The distribution behaviors of Pb, Ag, Fe, and S in the bench-pilot experiments are summarized in Figure 15. As shown, 92.4% Pb could be directly enriched in the crude lead, and only 5.5% and 1.8% of Pb distributed into the ferrous matte and slag, respectively. 98.8% of Ag was also enriched in crude lead. 71.0% of iron was divided into ferrous matte as sulfide and the rest of 28.7% was in the FeO-SiO₂-CaO-Na₂O slag, respectively. Total sulfur-fixed rate was 98.6% to condensed phases, with 91.3% in matte, 7.3% in slag. At the same time, 0.2% sulfur was in crude lead. Only 1.2% distributed to the fume. Therefore, this novel reductive sulfur-fixing smelting process can significantly inhibit the generation of SO₂ and largely decrease the SO₂ emissions.

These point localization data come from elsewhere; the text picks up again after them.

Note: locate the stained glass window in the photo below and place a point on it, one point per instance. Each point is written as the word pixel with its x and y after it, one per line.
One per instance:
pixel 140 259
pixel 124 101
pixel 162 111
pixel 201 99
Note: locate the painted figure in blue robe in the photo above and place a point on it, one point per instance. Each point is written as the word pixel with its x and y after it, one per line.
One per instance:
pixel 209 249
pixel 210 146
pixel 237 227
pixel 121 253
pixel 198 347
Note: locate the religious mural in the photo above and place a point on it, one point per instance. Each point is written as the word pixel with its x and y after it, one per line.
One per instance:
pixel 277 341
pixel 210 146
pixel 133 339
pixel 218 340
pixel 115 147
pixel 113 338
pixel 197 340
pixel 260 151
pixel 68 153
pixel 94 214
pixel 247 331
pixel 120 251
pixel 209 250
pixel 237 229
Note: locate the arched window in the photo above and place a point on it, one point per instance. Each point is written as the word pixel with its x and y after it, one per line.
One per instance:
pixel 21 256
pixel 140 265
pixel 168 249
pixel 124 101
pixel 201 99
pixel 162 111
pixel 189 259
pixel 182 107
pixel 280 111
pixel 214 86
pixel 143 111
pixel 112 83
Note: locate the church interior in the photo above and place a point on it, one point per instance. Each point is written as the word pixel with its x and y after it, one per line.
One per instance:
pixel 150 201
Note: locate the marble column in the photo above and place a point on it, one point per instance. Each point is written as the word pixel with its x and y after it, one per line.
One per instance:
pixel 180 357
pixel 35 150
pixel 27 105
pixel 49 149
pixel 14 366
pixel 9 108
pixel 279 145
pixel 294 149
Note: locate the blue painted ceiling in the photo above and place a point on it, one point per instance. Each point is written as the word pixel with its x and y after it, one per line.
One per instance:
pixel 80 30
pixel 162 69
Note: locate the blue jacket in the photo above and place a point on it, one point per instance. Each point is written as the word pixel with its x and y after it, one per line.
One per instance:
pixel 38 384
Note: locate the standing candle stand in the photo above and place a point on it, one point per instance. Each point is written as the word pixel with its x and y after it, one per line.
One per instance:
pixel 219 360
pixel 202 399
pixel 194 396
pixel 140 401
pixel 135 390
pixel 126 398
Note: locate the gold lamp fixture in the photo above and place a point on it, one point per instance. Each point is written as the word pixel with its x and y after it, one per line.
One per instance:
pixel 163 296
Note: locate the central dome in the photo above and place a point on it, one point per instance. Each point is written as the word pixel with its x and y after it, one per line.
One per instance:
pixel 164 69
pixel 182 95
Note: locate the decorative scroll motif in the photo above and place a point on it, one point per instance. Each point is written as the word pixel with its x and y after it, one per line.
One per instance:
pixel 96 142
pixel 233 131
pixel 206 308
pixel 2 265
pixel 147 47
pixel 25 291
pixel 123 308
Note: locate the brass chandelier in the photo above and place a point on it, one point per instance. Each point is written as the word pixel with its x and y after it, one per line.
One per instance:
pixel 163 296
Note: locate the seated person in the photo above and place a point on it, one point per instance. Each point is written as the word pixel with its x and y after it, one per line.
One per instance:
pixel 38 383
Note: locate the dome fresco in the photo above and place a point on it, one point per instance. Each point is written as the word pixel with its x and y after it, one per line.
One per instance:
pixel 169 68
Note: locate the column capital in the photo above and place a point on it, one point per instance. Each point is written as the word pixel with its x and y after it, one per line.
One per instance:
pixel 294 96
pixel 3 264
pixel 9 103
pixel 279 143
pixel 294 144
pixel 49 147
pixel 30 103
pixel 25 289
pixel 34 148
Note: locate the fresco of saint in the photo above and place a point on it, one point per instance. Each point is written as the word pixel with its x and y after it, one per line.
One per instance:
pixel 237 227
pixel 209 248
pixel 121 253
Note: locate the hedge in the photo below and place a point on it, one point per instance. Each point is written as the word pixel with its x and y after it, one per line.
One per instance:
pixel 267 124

Recently, this novel Pb recycling process from polymetallic complex materials was industrially adopted [38] in several recycling plants in China, such as Guoda Nonferrous Metals Metallurgy Co., Ltd. [39] and Yongchang Precious Metals Co., Ltd. It has practically proved feasible. The industrial application results indicate that this process can be steadily executed on a continuous basis and offers advantages of low dust generation and high production capacity in currently available smelting furnaces. The operating expenditure was reduced significantly. The off-gas emissions met the relevant Chinese standards. Furthermore, the matte produced can be sold directly for sulfuric acid manufacture and regenerated as sulfur-fixing agent. The slag is harmless and can be used as a raw material for cement production after water-quenching and granulation. Otherwise, in addition to LAB paste recycling, it also can be used for treating antimony- [28,30], bismuth- [40], zinc- [41], and copper-containing [42] wastes and residues. Sb and Bi are enriched and recovered in the bullion. Zinc and copper are primarily distributed to the sulfide matte. Direct recoveries of the metals, i.e., yields without subsequent slag cleaning and matte processing, reach more than 90%, and the sulfur-fixing rate is generally higher than 95%.

5. Conclusions

Cleaner extraction of lead from complex polymetallic lead-containing wastes using reductive sulfur-fixing smelting process was fundamentally and experimentally confirmed to be feasible. The optimum smelting conditions were determined in this study as: W_coke = 15%W_{raw materials}, $W_{{\mathrm{Na}}_2{\mathrm{CO}}_3}/W_{{\mathrm{Na}}_2{\mathrm{SO}}_4}$ = 0.7/0.3, Fe/SiO₂ = 1.1, CaO/SiO₂ = 0.3, smelting temperature 1200 °C and smelting time 2 h. Under these conditions, three smelting products, crude lead, ferrous matte, and slag, were obtained. While 92.4% Pb was directly recovered as crude lead, 98.8% Ag was enriched in the crude lead. Lead concentration in the produced ferrous matte and slag were less than 2.4% and 0.7%, respectively. Purity of the crude lead was higher than 96.5%. Sulfur was fixed in the matte and slag as sulfide. The total sulfur-fixing rate was 98.3%, including 90.3% in the matte and 8.0% in the slag. Gaseous SO₂ generation and emissions could be essentially eliminated. This process is a promising high-efficiency technique that is cleaner and offers multiple application prospects in the fields of lead-, antimony-, bismuth-, zinc-, and copper-containing secondary materials, wastes, and residues recycling.